Bronze cross pattée with laterally pieced ball suspension; the face with the crowned cipher of King Willem within a wreath of oak and laurel, the upper arm inscribed ‘VRIJWILLIG’ (voluntary); the reverse with the dates ‘1830 / 1831’ centrally within a wreath of oak and laurel, the upper, left, lower and right arms inscribed ‘TROUW AAN’, ‘VADERLAND’, ‘EN’, ‘KONING’ (True to Fatherland and King) respectively; on replaced correct ribbon for volunteers.
The Cross was instituted by Royal Order no. 70 on 12 September 1831 and awarded to participants in the war against Belgium of 1830-1831. Its official name is the Metalen Kruis (Metal Cross) but it is popularly known as the Hasselt Kruis (Hasselt Cross) since the bronze for the cross came from Belgian cannon captured during the Battle of Hasselt on 8 August 1831. A special version of the Cross was produced in smaller numbers for volunteers (as opposed to regular soldiers) and inscribed as in this example.

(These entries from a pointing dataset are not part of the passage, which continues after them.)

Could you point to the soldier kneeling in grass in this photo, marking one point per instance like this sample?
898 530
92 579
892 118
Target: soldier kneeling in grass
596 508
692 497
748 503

At the Congress of Vienna in 1815 at which the Great Powers laid out the post-Napoleonic European map, Belgium became part of the new Kingdom of the Netherlands. However, the French-speaking Catholic elements of the population became increasingly disenchanted with the rule of a Dutch-speaking Protestant King Willem I and a rebellion started in Brussels in 1830. Belgian independence was declared and Dutch forces invaded but withdrew at the insistence of France and Britain. The independence of Belgium with Prince Leopold of Saxe-Coburg-Gotha as king was ratified at the London Conference of 1830-1831.
An excellent example of an early and rare medal.